Win Win
Strong performances from the entire cast anchor Tom McCarthy’s Win Win and are no doubt what’s responsible for its overall good reviews and 94% ‘fresh’ rating on Rotten Tomatoes. While I can’t really say anything bad about it, Paul Giamatti’s all too familiar style is beginning to weigh down a touch on my enjoyment of the films he stars in.

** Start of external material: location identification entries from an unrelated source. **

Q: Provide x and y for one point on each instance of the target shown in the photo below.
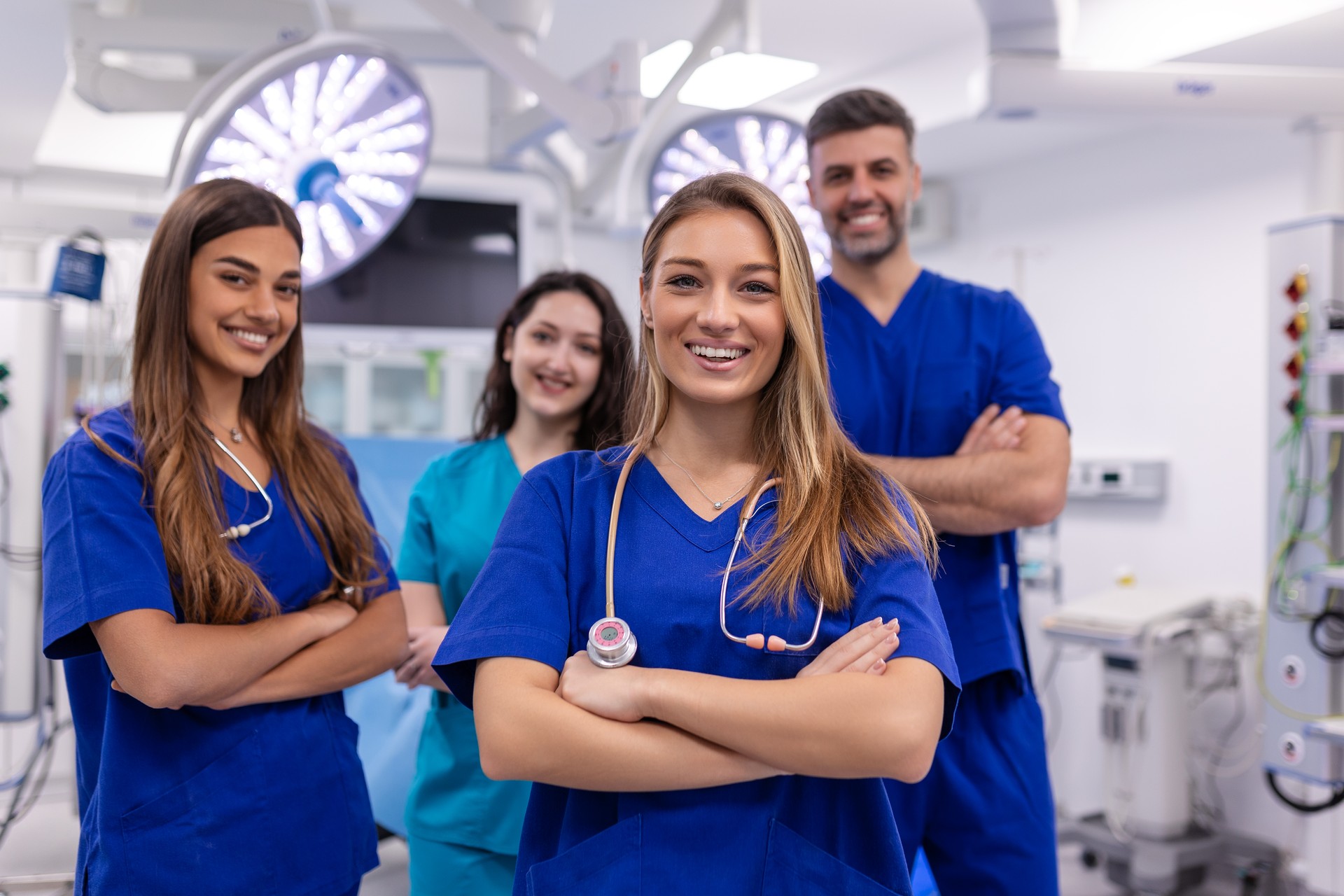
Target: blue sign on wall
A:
(78, 273)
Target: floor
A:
(38, 855)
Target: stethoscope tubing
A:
(749, 511)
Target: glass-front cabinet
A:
(391, 382)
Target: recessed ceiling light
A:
(739, 80)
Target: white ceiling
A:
(1312, 42)
(925, 51)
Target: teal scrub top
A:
(454, 511)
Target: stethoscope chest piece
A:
(610, 643)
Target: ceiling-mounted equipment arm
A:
(594, 120)
(727, 16)
(1022, 26)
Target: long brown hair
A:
(836, 511)
(603, 419)
(182, 481)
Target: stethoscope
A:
(610, 641)
(244, 528)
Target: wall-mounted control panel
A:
(1117, 480)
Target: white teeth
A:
(255, 339)
(729, 354)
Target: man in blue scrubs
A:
(948, 386)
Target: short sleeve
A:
(382, 562)
(416, 562)
(1022, 372)
(101, 552)
(901, 587)
(518, 605)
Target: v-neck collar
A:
(707, 535)
(894, 326)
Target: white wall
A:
(1142, 261)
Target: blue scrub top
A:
(258, 799)
(911, 388)
(540, 590)
(454, 512)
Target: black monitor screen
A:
(448, 264)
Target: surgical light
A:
(739, 80)
(772, 149)
(335, 125)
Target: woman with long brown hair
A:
(738, 743)
(213, 580)
(558, 383)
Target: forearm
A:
(980, 493)
(370, 645)
(169, 664)
(542, 738)
(835, 726)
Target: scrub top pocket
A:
(794, 867)
(606, 864)
(198, 828)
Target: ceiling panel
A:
(1312, 42)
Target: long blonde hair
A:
(836, 511)
(182, 480)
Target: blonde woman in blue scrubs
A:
(562, 363)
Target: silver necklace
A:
(718, 505)
(234, 434)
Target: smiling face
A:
(713, 307)
(863, 183)
(555, 355)
(244, 302)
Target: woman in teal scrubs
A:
(562, 362)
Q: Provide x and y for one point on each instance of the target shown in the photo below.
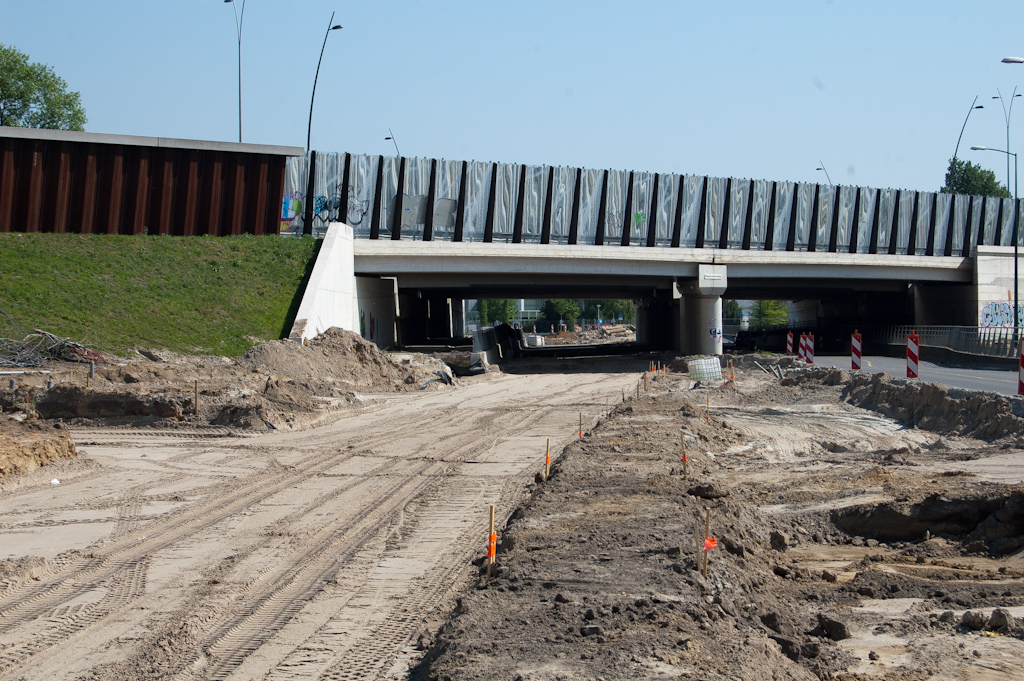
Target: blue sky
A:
(877, 91)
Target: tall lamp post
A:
(974, 104)
(316, 77)
(1016, 232)
(239, 16)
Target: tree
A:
(768, 312)
(566, 310)
(610, 309)
(965, 177)
(33, 96)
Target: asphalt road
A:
(1004, 382)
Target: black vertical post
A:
(834, 229)
(749, 220)
(307, 214)
(812, 237)
(791, 240)
(652, 215)
(375, 219)
(428, 225)
(519, 207)
(488, 225)
(723, 236)
(876, 226)
(894, 228)
(770, 230)
(399, 199)
(948, 250)
(628, 213)
(980, 241)
(677, 220)
(998, 224)
(855, 228)
(460, 216)
(601, 215)
(930, 248)
(574, 221)
(911, 244)
(702, 214)
(346, 177)
(546, 225)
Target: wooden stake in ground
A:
(492, 542)
(682, 448)
(707, 535)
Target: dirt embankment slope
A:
(849, 547)
(279, 384)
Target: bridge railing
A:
(987, 341)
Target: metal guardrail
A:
(989, 341)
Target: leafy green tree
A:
(768, 312)
(965, 177)
(566, 310)
(504, 310)
(731, 309)
(32, 95)
(610, 309)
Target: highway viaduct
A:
(674, 244)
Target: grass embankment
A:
(114, 293)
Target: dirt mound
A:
(27, 443)
(937, 408)
(273, 385)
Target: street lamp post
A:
(1016, 233)
(974, 104)
(822, 168)
(316, 77)
(239, 16)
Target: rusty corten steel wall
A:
(66, 185)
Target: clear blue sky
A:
(876, 90)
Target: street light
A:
(316, 77)
(1016, 229)
(822, 167)
(393, 141)
(974, 104)
(238, 30)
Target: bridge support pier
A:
(700, 311)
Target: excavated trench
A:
(996, 520)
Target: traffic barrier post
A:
(492, 542)
(1020, 368)
(855, 350)
(912, 353)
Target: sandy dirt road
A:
(206, 554)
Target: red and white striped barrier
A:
(912, 353)
(1020, 369)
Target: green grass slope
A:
(114, 293)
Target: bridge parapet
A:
(471, 201)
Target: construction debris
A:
(41, 346)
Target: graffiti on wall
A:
(291, 208)
(997, 313)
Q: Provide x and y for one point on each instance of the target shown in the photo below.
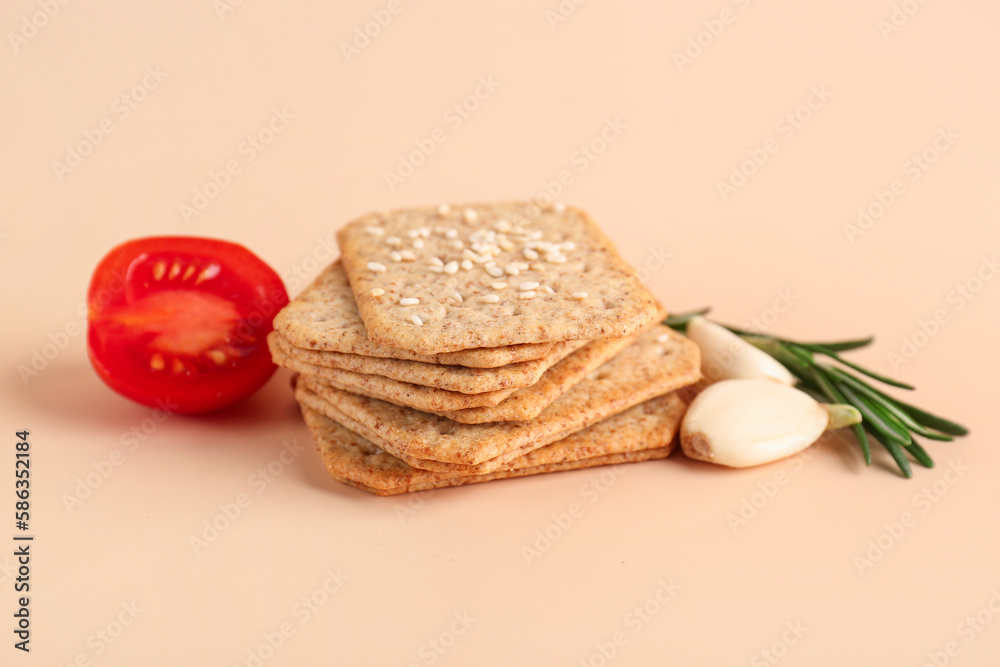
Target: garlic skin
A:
(742, 423)
(725, 356)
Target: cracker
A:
(563, 278)
(659, 362)
(641, 433)
(453, 378)
(324, 317)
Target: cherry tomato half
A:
(181, 323)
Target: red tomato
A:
(181, 322)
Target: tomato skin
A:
(181, 323)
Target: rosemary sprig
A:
(889, 421)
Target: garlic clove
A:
(742, 423)
(724, 355)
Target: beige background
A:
(885, 80)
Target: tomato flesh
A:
(181, 323)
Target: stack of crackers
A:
(451, 345)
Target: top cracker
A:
(441, 279)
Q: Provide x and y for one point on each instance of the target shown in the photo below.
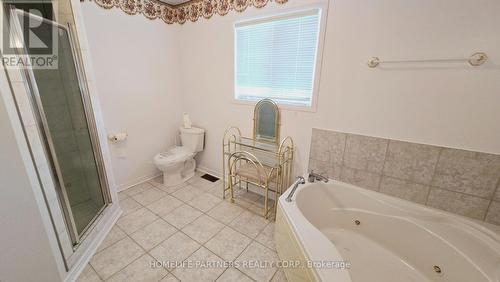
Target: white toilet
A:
(178, 164)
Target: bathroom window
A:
(277, 58)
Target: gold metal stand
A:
(262, 164)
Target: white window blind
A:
(276, 58)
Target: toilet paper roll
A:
(186, 120)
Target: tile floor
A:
(189, 223)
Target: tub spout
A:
(300, 180)
(316, 176)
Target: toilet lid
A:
(175, 154)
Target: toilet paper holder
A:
(118, 137)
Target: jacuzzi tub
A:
(354, 234)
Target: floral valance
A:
(192, 10)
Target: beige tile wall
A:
(458, 181)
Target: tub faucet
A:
(316, 176)
(300, 180)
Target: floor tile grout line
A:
(93, 269)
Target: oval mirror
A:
(266, 121)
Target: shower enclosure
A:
(60, 100)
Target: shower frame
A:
(43, 128)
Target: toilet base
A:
(179, 175)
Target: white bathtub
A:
(394, 240)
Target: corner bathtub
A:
(383, 238)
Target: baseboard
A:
(82, 262)
(136, 181)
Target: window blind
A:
(277, 58)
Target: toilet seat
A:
(174, 155)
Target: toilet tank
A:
(193, 138)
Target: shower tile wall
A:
(458, 181)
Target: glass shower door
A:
(64, 111)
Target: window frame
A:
(322, 8)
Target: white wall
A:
(136, 68)
(440, 104)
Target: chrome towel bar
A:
(475, 60)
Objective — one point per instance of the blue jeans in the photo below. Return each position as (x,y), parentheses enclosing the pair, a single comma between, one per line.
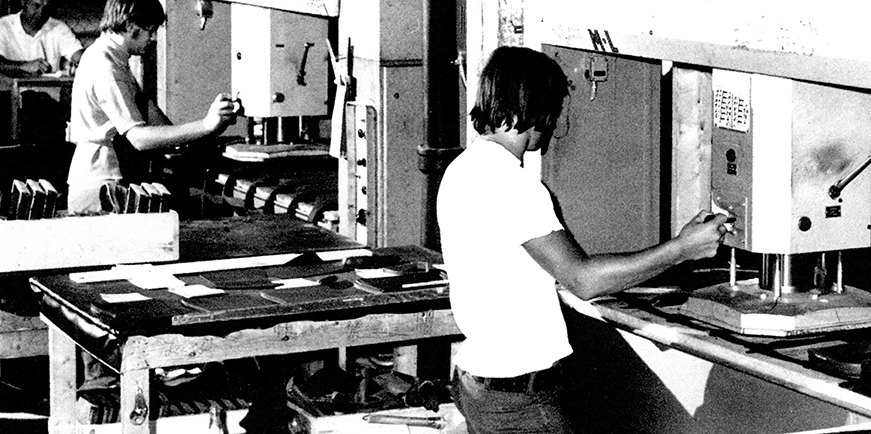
(492,411)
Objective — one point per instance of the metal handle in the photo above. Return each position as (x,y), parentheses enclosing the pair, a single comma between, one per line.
(300,76)
(835,190)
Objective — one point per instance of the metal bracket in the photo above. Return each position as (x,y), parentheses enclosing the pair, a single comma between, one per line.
(140,408)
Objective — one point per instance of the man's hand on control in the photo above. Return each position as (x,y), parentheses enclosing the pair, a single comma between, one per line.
(38,66)
(701,237)
(220,114)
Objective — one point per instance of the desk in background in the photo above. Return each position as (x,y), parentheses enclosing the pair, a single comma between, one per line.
(56,92)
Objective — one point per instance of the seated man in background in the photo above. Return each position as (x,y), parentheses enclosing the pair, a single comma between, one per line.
(32,42)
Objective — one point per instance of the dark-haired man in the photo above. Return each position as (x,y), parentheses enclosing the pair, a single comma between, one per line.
(502,273)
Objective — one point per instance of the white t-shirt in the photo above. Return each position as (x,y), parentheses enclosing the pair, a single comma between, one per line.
(103,105)
(55,40)
(505,304)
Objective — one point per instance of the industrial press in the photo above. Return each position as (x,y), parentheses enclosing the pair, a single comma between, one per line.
(789,162)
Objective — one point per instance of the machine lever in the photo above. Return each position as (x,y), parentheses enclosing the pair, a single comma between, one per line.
(300,76)
(836,188)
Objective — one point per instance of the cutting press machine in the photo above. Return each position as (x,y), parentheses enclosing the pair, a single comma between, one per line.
(789,163)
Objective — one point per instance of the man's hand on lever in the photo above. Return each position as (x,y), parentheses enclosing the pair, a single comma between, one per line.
(703,234)
(38,66)
(220,115)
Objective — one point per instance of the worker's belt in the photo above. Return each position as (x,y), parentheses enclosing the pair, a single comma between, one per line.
(537,381)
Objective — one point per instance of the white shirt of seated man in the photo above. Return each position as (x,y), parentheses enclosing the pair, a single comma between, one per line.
(33,42)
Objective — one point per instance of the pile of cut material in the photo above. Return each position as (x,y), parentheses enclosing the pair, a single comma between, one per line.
(29,200)
(135,198)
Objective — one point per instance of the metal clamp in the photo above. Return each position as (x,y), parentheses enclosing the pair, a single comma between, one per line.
(140,408)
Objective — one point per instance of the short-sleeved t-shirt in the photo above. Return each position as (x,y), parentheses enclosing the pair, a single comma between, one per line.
(54,40)
(103,105)
(505,304)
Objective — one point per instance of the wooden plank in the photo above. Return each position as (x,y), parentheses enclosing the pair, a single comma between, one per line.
(190,423)
(453,421)
(303,336)
(691,144)
(88,241)
(405,359)
(23,343)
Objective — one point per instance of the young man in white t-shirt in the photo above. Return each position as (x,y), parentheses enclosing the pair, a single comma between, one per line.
(503,272)
(110,113)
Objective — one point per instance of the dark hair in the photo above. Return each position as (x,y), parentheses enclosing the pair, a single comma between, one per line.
(522,82)
(118,14)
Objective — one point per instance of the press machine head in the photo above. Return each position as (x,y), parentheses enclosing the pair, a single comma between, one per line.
(789,163)
(279,70)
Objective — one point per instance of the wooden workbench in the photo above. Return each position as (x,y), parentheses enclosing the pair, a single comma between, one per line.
(764,379)
(172,332)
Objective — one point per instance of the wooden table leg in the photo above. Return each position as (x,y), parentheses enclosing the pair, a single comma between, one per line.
(62,382)
(405,360)
(137,409)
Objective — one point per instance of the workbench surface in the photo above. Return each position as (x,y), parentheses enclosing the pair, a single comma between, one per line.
(251,318)
(781,361)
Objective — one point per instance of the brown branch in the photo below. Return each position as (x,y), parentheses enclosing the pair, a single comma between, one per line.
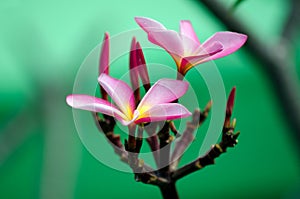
(188,135)
(165,140)
(229,139)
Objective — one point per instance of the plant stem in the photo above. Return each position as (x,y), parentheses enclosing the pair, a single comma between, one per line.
(169,191)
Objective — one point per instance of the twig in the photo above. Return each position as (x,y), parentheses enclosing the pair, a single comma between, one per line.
(229,139)
(188,135)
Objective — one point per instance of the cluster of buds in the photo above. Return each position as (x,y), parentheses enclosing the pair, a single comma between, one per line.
(155,111)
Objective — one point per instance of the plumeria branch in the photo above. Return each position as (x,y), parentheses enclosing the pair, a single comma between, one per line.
(154,113)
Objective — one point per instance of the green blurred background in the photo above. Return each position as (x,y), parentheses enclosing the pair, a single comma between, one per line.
(42,45)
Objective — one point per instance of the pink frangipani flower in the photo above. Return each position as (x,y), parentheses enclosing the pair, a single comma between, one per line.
(155,105)
(185,47)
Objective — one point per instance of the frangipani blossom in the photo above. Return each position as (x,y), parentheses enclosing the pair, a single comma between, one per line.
(185,47)
(155,106)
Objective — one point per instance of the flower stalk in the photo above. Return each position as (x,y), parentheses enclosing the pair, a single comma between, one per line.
(153,113)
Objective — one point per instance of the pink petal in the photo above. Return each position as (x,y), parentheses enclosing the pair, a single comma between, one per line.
(104,56)
(187,30)
(161,112)
(120,92)
(90,103)
(148,24)
(168,40)
(163,91)
(143,72)
(230,41)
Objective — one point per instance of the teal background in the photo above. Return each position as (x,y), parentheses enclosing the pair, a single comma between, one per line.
(42,45)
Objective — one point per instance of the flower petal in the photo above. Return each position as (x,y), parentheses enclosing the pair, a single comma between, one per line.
(142,69)
(148,24)
(189,37)
(161,112)
(230,41)
(90,103)
(120,92)
(163,91)
(190,61)
(168,40)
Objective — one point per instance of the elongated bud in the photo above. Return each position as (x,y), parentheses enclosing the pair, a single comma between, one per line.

Giamatti plays Mike Flaherty, a lawyer with a struggling practice who is also coach for the dismal high school wrestling team (Giamatti to the core, right?). When a client in the early stages of dementia is declared unfit to make his own decisions, Mike becomes his legal guardian in return for a monthly cheque and promptly puts him in an elderly care home. Along comes Kyle (newcomer Alex Shaffer), the old man’s grandson, to live with him and all of sudden Mike finds himself stuck with an unexpected problem which, surprise surprise, has unintended benefits. The boy turns out to be a champion wrestler and provides the shot in the arm the team needs to succeed. Along the way Mike must deal with a growing conscience about the situation with Kyle’s grandfather, which is made all the more difficult by the sudden arrival of Kyle’s mum, fresh out of rehab.
In all honesty, this is a very well made film. The characters are genuine and carry a sense of a beleaguered reality that is sorely missed in many films, while the script provides the comedic relief necessary to still enjoy something pitched so close to real life. It manages to avoid coughing up the staged emotional twists that we’ve come to expect from many films and does so with finesse and poise that is fast becoming a trademark for director Tom McCarthy. While I loved McCarthy’s previous films, The Station Agent and The Visitor, I merely enjoyed Win Win. Even now I feel unfair giving it such a lack lustre appraisal but there was something almost formulaic in the story of the film that just didn’t quite gel with me.
In all fairness though, it is a film written and directed by a very talented man and grounded with excellent and believable performances. But would I see it again? Not a chance.